At last, after one ladder had been set up and found too short, another was erected in such haste over it that it broke the window, and also came near breaking Peternot’s head. And now, just as this mode of egress from the room was established, Sellick succeeded in forcing the obstinate lock. This was hardly done when a ragged little shaver in the street, who had been trying for a long while to tell his little story, managed to make himself heard.
“I feen him wun and fow fumfin in here!” placing his little hand on one of the lower hoops of the aforesaid molasses-hogshead, to enforce his meaning,—that he had seen Jack run and throw something in there.
This speech being at last understood and partly credited, the hogshead was tipped and the water emptied out; and there, sure enough, was Judge Garty’s office-door key, found just after the lock was forced and the useless ladder was sent crashing against the unlucky window.
But the child could give no information as to the way the fugitive had gone. Neither could Deacon Chatford, who now heard with astonishment how Jack had outwitted the witty constable, and turned the key on the court.
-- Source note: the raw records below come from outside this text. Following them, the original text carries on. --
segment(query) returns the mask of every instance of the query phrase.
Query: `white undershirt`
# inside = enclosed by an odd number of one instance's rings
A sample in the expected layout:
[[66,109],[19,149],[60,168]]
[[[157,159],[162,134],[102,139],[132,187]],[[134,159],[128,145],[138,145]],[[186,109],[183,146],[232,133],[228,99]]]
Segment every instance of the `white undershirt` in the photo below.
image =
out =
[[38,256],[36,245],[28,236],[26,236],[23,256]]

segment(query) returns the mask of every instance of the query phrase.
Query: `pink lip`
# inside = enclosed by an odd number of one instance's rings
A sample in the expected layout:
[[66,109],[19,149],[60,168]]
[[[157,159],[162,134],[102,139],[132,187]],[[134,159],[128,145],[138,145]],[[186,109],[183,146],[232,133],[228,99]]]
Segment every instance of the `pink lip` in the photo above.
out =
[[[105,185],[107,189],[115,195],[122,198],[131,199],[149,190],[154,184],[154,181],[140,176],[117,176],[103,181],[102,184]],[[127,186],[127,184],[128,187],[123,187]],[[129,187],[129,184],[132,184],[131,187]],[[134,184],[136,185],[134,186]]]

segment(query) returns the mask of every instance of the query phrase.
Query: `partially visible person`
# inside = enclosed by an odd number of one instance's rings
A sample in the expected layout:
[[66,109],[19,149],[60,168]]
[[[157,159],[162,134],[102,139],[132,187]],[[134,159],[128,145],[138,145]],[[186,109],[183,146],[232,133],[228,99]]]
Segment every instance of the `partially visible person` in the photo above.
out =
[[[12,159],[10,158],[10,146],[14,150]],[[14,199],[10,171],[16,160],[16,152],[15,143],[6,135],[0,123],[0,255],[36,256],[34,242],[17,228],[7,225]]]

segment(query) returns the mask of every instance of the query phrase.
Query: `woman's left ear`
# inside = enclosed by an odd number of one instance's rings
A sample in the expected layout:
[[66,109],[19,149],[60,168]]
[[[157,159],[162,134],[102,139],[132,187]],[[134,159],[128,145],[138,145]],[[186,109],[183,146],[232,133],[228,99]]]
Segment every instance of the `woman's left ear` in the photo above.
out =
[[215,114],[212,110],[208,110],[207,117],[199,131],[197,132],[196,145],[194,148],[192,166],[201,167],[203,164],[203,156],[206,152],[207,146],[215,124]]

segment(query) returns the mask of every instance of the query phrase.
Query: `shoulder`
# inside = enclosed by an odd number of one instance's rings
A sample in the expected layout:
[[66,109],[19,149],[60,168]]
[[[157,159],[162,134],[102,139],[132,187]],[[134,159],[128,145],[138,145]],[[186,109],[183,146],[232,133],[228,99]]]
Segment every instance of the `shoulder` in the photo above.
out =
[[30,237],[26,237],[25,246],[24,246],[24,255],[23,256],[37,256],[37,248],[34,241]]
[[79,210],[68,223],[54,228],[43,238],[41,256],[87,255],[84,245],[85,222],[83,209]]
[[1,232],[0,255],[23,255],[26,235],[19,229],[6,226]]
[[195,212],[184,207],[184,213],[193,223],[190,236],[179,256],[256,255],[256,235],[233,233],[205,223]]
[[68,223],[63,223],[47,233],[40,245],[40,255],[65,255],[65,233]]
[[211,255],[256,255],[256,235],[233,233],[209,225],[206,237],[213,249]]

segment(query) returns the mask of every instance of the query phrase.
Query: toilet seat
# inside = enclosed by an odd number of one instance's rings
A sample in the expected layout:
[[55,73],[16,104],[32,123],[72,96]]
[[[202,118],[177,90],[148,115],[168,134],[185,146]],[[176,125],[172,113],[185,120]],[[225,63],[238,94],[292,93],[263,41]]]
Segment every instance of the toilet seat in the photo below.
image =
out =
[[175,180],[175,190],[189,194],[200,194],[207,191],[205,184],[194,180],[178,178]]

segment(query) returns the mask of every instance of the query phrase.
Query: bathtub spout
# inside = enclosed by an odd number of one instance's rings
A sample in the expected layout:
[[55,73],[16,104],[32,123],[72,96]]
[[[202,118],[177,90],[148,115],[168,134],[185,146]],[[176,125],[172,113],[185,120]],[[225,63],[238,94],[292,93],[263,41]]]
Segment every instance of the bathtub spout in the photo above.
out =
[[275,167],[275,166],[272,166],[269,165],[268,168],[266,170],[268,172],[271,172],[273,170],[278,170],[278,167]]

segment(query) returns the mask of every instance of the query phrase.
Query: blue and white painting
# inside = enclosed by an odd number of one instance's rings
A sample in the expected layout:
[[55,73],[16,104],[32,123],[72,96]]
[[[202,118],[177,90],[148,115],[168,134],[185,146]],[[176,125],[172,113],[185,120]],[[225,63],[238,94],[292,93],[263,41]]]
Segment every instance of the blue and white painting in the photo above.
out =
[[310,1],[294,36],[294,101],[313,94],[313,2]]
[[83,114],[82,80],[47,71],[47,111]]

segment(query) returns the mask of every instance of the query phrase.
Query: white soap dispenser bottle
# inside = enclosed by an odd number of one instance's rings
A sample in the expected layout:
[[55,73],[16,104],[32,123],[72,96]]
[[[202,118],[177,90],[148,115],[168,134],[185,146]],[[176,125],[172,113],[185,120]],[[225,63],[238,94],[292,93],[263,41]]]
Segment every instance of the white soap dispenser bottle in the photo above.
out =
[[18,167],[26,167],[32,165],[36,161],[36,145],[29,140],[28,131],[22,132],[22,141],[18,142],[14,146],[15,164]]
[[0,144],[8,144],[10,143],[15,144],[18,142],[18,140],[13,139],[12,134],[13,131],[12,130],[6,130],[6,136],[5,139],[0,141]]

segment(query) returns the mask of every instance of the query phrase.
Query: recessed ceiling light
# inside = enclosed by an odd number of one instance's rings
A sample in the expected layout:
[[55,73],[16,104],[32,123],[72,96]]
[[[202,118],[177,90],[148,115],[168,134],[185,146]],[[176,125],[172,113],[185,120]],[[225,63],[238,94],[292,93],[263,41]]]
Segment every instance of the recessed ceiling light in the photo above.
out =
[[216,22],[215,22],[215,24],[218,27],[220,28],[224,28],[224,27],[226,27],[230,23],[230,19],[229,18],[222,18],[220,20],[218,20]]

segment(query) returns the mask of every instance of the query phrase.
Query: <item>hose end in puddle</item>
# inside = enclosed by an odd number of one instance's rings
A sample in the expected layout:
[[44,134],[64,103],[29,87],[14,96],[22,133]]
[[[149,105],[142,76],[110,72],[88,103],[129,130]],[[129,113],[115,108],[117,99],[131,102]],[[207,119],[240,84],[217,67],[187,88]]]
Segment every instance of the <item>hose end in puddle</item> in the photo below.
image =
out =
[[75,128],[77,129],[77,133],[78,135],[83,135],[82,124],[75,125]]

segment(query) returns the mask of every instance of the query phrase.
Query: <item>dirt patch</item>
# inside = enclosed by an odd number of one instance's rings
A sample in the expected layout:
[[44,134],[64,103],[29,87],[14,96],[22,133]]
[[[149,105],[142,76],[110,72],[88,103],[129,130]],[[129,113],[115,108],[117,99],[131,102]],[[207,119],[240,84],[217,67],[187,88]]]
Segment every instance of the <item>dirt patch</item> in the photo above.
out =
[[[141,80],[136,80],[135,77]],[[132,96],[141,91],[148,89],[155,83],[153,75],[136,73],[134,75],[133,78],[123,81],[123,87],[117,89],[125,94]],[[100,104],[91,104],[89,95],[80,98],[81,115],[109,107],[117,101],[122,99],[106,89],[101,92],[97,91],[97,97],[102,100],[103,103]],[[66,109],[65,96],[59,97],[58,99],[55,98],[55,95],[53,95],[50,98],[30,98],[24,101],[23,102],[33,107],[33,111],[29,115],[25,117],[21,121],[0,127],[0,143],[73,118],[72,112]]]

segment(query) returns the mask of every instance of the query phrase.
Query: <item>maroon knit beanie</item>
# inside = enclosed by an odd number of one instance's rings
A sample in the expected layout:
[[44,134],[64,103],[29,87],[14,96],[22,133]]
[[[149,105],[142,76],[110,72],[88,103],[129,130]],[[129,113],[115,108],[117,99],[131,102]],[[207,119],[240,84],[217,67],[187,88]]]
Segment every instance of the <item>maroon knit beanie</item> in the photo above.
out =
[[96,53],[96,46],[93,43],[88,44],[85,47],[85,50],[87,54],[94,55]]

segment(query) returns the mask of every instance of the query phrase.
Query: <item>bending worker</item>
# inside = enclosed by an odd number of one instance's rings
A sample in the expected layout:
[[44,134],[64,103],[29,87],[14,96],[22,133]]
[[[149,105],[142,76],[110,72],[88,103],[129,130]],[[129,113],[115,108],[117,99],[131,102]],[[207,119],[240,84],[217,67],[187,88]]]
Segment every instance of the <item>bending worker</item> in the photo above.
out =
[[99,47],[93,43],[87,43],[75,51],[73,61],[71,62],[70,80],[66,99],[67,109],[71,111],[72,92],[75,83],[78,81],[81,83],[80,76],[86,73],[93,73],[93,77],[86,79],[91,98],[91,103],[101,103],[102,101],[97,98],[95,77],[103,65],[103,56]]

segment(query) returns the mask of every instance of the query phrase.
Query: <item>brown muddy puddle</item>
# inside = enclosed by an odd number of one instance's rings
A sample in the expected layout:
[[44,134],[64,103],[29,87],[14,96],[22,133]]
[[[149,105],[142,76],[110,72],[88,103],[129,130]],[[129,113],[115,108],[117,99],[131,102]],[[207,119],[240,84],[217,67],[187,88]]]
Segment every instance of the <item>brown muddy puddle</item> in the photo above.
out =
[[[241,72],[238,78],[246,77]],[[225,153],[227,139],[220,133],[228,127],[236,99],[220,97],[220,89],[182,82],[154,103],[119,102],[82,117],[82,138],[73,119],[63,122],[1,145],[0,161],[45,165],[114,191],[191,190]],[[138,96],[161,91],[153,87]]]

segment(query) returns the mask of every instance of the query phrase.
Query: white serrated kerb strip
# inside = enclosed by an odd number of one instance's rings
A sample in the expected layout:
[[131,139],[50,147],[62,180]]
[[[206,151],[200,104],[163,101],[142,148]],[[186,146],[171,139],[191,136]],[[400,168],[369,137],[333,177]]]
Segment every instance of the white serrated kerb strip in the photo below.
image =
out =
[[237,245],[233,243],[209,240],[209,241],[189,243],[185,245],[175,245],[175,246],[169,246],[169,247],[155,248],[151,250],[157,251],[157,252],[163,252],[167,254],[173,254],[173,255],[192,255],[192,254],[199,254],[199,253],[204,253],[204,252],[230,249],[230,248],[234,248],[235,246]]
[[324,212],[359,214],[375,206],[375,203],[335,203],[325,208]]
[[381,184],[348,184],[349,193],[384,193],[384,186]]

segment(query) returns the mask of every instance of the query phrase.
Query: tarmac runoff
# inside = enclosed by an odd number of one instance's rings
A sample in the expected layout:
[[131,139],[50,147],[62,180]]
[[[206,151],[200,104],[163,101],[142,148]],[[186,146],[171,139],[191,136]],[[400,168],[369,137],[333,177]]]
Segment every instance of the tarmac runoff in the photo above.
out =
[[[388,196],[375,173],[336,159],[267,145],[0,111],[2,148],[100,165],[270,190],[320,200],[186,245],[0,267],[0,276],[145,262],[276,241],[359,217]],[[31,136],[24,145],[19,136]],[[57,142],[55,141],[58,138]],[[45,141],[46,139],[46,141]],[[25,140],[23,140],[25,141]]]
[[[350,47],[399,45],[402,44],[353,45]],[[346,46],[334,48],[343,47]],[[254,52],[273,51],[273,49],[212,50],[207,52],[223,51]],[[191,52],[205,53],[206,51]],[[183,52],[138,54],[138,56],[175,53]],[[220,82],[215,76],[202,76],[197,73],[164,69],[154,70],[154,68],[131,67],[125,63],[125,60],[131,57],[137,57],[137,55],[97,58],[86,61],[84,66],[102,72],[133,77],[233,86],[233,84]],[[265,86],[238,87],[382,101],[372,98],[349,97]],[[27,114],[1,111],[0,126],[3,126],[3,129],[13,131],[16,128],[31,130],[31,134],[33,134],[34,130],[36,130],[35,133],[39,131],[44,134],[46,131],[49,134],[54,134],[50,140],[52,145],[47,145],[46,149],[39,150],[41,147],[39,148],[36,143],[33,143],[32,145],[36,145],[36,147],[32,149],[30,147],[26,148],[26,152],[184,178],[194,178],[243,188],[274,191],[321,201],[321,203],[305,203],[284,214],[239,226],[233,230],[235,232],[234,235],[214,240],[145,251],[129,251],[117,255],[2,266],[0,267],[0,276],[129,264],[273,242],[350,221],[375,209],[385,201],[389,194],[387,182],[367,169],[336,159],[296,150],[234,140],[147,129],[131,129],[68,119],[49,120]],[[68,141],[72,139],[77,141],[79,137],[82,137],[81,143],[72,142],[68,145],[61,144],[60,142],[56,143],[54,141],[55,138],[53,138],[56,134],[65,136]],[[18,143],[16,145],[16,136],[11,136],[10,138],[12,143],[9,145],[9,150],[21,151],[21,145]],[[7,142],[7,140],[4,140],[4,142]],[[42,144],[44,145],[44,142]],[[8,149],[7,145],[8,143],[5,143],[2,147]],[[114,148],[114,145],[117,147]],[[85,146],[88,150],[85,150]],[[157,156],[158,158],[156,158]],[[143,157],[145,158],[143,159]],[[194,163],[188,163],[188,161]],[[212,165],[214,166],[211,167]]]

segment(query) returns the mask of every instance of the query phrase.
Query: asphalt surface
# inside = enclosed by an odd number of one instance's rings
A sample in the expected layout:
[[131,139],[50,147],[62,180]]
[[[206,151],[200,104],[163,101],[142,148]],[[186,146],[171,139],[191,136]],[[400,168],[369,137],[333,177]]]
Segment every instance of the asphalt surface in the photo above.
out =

“The rogue!” said the deacon. “He ought not to have taken such a desperate course as that!” Yet somehow he wasn’t sorry. Riding over to the Basin, he had been greatly disturbed in his mind at the thought of Jack’s going to jail, and had seriously questioned whether it was not his duty to offer bail for him. He was a kind-hearted man, as we know; but he had lost faith in the boy’s integrity; and it was a relief to him to learn that the question of bail was settled. “Why, Sellick!” he cried, “what have you been about?”
The lately imprisoned crowd came laughing down the stairway to the street, Sellick laughing with the rest, though rather foolishly. He carefully folded Judge Garty’s warrant, and stuck it into the lining of his hat, remarking, “‘It may come in play some time,’ as the stingy man said when he laid away the bad egg in his cupboard.” Then stooping to pick up a bruised tin cup which lay at the foot of the stairs, “That’s an honest boy, deacon! He paid for the milk, and he left the cup.—This belongs to you, I believe,” handing it to the little fat grocer. “It looks like a good cup, and the milk may have been good milk, but the boy, I’m free to say, didn’t seem to be satisfied with it.—Now what’s to be done, squire? There’s no use crying for the article arter it’s spilt, ye know.”
The bareheaded old man strode past him, frowning prodigiously, and, taking his hat from the post, all wet as it was, put it on.
“Get track of your prisoner and take him!” he said impatiently. “What do ye stand dawdling here for? Somebody must have seen him!”
That was true enough. Reports were even then coming in of a youth whom women washing at their back doors had observed leaping fences and running fast across gardens and fields, away from the village. And now came shouts from down the canal, which drew the whole crowd in that direction.